How LearnAI Team Could Use This

  • Course material visuals — Q produces course content for Monmouth students. The e-commerce, illustration, and educational diagram prompt categories in this library can accelerate production of custom course imagery without licensing concerns (AI-generated images have clearer usage rights than stock photos for educational content).
  • AI image literacy for students — Assign students to browse the library and pick 3 prompts from different categories, run them in GPT Image 2, and explain why the prompt produces that output.
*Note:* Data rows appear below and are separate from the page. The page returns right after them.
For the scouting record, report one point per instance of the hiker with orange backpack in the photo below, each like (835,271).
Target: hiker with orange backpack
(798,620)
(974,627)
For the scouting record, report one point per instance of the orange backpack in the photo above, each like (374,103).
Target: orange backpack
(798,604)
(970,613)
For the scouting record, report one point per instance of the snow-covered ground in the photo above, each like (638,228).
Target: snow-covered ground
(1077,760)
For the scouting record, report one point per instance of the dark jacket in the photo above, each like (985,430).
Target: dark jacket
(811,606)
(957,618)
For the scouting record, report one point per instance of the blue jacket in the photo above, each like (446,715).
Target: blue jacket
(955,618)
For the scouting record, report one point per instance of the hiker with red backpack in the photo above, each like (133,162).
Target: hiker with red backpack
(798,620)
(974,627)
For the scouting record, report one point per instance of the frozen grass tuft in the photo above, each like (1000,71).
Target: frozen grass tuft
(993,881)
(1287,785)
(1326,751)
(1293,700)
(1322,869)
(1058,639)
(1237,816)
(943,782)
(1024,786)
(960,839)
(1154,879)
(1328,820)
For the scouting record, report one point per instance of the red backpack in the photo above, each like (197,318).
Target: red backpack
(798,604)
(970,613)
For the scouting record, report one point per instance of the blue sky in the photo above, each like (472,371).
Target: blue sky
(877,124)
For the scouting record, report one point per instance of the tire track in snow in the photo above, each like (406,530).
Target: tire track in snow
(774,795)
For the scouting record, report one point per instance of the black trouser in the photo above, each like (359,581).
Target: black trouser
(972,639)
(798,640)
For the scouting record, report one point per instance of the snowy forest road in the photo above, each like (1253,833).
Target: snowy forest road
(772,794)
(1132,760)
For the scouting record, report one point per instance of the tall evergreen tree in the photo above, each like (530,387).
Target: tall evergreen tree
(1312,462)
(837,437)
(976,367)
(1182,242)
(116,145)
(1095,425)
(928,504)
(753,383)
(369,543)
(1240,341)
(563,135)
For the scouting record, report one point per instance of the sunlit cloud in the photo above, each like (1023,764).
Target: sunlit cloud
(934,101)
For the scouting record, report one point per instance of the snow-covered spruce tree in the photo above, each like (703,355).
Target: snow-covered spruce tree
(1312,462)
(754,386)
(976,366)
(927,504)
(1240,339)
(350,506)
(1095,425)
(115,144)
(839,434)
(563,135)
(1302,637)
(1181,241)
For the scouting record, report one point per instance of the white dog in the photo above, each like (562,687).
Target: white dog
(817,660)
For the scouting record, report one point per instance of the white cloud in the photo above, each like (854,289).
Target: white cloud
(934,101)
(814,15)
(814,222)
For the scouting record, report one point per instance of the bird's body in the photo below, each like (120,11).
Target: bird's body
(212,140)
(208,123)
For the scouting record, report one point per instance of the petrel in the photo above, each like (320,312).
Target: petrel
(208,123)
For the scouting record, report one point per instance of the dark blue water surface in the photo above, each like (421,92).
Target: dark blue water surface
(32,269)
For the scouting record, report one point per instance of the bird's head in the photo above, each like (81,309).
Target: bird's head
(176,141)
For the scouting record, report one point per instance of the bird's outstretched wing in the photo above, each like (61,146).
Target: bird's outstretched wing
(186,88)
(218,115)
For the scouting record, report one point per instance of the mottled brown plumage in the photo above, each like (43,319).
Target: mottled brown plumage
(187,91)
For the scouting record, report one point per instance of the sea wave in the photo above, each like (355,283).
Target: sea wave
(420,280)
Builds understanding of how image models process instructions.
  • Research presentation figures — Conceptual diagrams, abstract visual representations of algorithms or protocols, and stylized architecture diagrams can all be generated from adapted prompts in this library.
  • Prompt engineering curriculum — The library’s structure (category → scenario → prompt → live preview) is itself a teachable artifact: it demonstrates what systematic prompt engineering looks like at scale.

Real-World Use Cases

Scenario How to use
Product mockup for a startup Search e-commerce category, pick the angle + material prompt, fill in your product description
Course slide hero image Filter by illustration or conceptual; find a prompt that fits the topic; adapt for your subject
Brand identity exploration Use brand design prompts as first-pass mood boards before commissioning a designer
Teaching how GPT Image 2 works Show side-by-side: same scene, three different prompt structures → very different outputs
Content calendar for social media Portrait and lifestyle categories have prompts pre-optimized for mobile crop ratios

Important things to know

  • GPT Image 2 requires API access — The prompts work with the OpenAI API (gpt-image-2 model); API calls are not free. Budget accordingly for large batches.
  • Prompts are calibrated for GPT Image 2 specifically — They may produce different results with Stable Diffusion, Midjourney, or Flux. The vocabulary and structure are tuned for this model’s training distribution.
  • Preview images show the model’s output, not guaranteed output — Image generation has variance; the preview is a representative sample, not a deterministic result.
  • Community-maintained quality variance — A 7,000+ entry library has entries of varying quality. High-starred prompts are generally more reliable; newer or low-starred entries may need iteration.
  • 16-language coverage is uneven — Core scenarios are well-covered; niche categories may only have English prompts with machine-translated labels.